If we tried to run translation service on facebook mbart many to many on cpu it take 9 secs to translate, how do we reduce the inference time further…
Hi @Vimal0703, one idea could be to try quantizing the model’s weights to a lower precision datatype. See e.g. step 2 in this guide: Dynamic Quantization — PyTorch Tutorials 1.7.1 documentation
This usually gives you a 2-3x reduction in latency and model size
Thank you it worked out, now we are able to quantize the model where the time takes around 1-2 seconds, but is there any way to decrease the time further…

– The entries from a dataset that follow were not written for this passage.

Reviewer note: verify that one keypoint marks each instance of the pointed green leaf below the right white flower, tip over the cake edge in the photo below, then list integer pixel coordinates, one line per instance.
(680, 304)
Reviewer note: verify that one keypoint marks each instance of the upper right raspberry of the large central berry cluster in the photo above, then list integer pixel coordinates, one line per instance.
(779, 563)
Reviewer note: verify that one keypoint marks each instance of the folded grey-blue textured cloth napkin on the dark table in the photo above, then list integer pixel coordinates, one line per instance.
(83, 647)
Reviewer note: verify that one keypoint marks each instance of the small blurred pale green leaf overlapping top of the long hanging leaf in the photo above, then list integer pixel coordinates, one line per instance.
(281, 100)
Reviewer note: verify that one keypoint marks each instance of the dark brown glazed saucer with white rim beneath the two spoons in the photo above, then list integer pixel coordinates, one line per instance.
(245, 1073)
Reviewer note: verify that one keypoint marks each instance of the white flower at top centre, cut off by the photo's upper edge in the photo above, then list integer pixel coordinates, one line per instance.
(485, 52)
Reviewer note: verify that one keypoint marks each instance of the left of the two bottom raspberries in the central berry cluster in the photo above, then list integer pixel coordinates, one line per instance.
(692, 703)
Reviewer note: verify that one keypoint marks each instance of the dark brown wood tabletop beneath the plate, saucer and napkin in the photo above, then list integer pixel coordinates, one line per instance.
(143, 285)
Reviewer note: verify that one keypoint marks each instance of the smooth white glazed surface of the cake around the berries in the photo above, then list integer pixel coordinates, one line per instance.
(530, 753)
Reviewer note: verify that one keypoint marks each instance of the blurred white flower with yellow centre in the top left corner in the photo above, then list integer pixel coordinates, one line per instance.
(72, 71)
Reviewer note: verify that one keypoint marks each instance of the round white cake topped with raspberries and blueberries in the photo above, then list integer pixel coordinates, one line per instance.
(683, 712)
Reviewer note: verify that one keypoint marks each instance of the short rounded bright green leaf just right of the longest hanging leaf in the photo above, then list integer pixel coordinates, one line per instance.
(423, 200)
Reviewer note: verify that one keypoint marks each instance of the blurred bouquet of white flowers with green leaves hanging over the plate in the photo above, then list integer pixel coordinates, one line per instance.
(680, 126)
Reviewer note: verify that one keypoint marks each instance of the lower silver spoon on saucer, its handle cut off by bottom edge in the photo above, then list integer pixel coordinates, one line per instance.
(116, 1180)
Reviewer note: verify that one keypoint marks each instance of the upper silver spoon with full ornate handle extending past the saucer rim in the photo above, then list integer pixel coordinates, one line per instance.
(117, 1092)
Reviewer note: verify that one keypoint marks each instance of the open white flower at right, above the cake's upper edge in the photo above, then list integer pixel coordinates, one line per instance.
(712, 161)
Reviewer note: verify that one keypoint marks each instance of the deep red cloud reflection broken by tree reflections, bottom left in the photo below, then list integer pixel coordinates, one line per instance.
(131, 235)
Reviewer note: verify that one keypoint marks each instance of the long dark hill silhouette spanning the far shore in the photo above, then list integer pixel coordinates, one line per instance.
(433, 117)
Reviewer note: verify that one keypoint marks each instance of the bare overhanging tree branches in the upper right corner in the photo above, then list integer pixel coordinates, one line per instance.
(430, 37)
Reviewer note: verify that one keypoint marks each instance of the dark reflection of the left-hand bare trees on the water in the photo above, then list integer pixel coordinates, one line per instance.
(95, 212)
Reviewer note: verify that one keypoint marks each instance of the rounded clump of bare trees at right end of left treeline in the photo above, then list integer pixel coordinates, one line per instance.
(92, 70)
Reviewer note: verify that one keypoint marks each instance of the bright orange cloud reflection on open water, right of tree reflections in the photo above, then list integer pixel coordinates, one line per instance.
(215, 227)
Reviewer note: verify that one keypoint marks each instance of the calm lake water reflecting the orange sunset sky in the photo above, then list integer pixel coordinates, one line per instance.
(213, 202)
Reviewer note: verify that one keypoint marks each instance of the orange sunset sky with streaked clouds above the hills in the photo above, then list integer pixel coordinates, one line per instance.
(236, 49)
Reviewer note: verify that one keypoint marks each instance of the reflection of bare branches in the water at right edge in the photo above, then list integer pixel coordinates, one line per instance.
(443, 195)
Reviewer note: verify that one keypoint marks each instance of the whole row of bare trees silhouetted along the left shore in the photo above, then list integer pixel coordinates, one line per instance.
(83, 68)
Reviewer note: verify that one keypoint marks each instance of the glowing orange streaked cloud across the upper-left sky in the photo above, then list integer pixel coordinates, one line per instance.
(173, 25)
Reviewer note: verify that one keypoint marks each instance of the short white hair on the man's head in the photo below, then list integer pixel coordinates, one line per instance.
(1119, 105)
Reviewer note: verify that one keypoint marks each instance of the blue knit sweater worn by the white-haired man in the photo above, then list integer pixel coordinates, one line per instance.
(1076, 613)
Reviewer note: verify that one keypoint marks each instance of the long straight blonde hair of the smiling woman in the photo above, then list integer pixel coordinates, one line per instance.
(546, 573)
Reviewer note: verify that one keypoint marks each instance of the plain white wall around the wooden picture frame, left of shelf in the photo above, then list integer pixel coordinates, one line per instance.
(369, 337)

One more option to improve the speed is to use
onnx_runtime, but at this moment we don’t have any tool/script which will let you import export
I’ve written a script for exporting T5 to
onnx, something similar can be used for
MBart as well
Another option is, we have also ported the
M2M100 model, which is SOTA many-to-many translation model. The m2m100_418M smaller than
MBart50, can give more speed-up. Here’s an example of how to use
M2M100, M2M100 — transformers 4.2.0 documentation
Are you able to share this script or settings for quantizing this model? I would greatly apreciate it as I’m also going through a similar undertaking!
@valhalla Not to be greedy but was any one able to provide a script for this? Otherise I would like to work on this.